Many advocates of marijuana have scoffed at the notion that it is a so-called gateway drug which will inevitably lead to the use and abuse of harder drugs. While its legalization for medical purposes has proven beneficial in some states, the evidence remains that it is linked to increased likelihood of heroin and cocaine use.
There are a few things everybody should know when it comes to marijuana and its related legal consequences.
Texas remains opposed to cannabis legalization
Only 15 out of the 50 states maintain laws that completely prohibit marijuana, but Texas is one of them. This might be speculatively due to political conservatism within the state or its proximity to the border, but its effect is clear: anybody in possession of cannabis is liable to be penalized, and this even includes medical patients.

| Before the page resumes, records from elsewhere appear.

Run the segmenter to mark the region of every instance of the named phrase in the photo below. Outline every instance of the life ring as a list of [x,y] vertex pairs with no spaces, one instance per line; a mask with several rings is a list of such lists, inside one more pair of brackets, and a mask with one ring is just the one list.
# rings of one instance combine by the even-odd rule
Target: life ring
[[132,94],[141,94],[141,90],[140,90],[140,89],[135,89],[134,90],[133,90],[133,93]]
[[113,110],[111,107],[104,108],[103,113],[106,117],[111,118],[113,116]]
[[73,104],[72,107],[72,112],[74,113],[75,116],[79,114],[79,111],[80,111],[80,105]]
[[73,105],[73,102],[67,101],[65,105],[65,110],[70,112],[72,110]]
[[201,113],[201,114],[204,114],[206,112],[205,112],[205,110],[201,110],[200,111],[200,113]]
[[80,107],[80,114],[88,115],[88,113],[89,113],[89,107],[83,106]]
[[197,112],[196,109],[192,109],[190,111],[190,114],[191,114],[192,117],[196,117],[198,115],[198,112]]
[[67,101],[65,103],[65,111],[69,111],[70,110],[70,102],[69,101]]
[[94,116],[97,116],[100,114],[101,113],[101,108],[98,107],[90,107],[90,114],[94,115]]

Legal in another state does not mean legal in Texas
Residents who live in states where marijuana is available medically or recreationally may mistakenly assume that they can bring their legally obtained cannabis into Texas. On the contrary, Texas laws are unconcerned with where and how individuals secured the marijuana. Law enforcement will likely target anybody who happens to possess marijuana, even if they need the drug for health purposes.

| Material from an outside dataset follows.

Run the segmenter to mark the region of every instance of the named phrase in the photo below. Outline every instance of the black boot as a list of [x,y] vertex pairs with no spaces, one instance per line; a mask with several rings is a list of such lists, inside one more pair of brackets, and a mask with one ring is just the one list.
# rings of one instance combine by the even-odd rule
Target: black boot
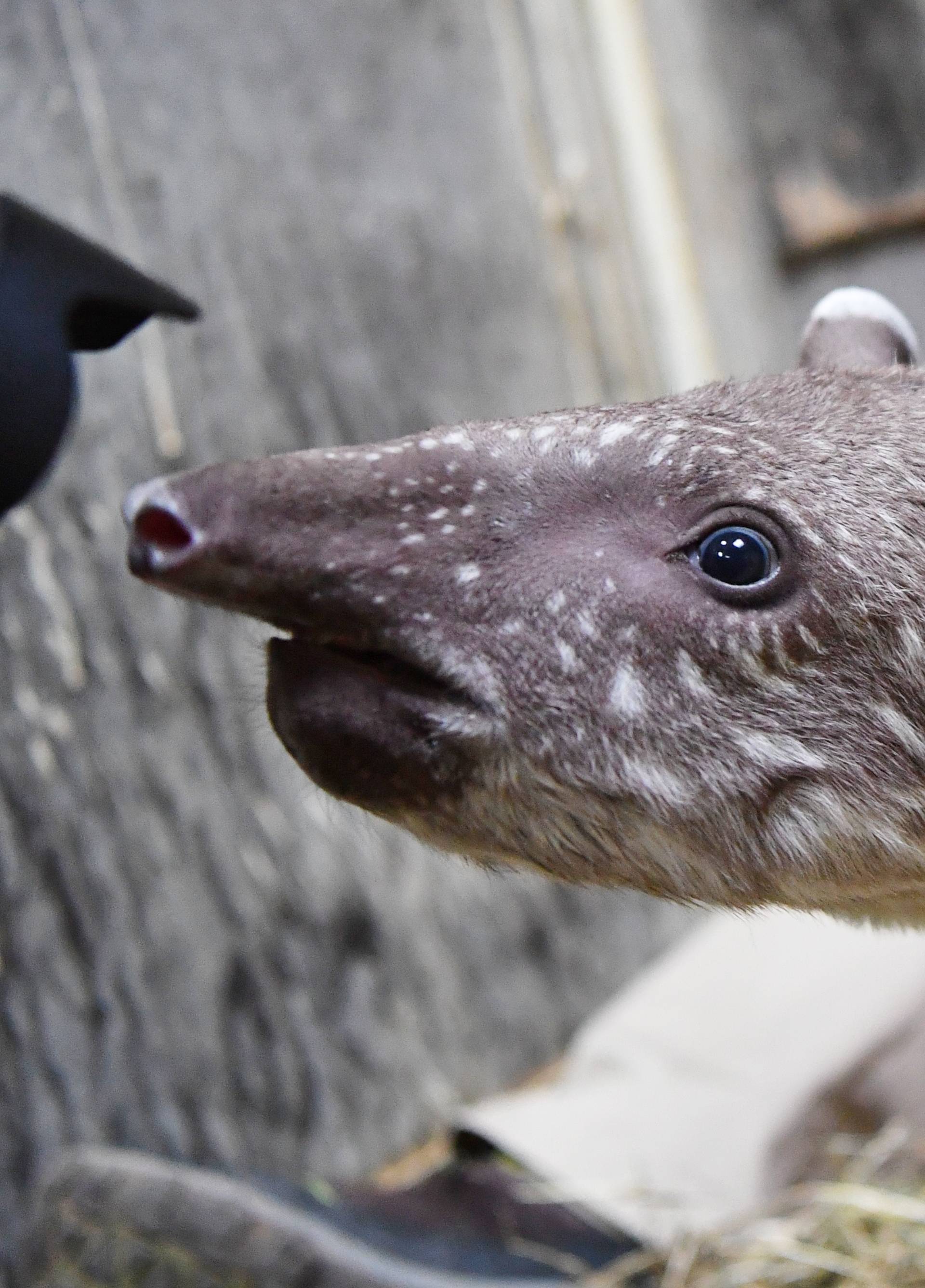
[[[404,1190],[242,1180],[114,1149],[75,1150],[36,1208],[42,1288],[557,1288],[638,1249],[463,1137]],[[467,1148],[468,1146],[468,1148]]]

Possession can turn into intent to distribute
A possession charge is likely to result if law enforcement catches you with marijuana on your person or in your home. Some have been surprised to find that this misdemeanor charge upgrades to a felony charge with intent to distribute. Law enforcement has the discretion to determine what to charge you with, so even if you simply made the mistake of traveling through Texas with marijuana, you may face a serious legal situation.
While cannabis may have dangerous potential, penalties in Texas are potentially quite severe, too.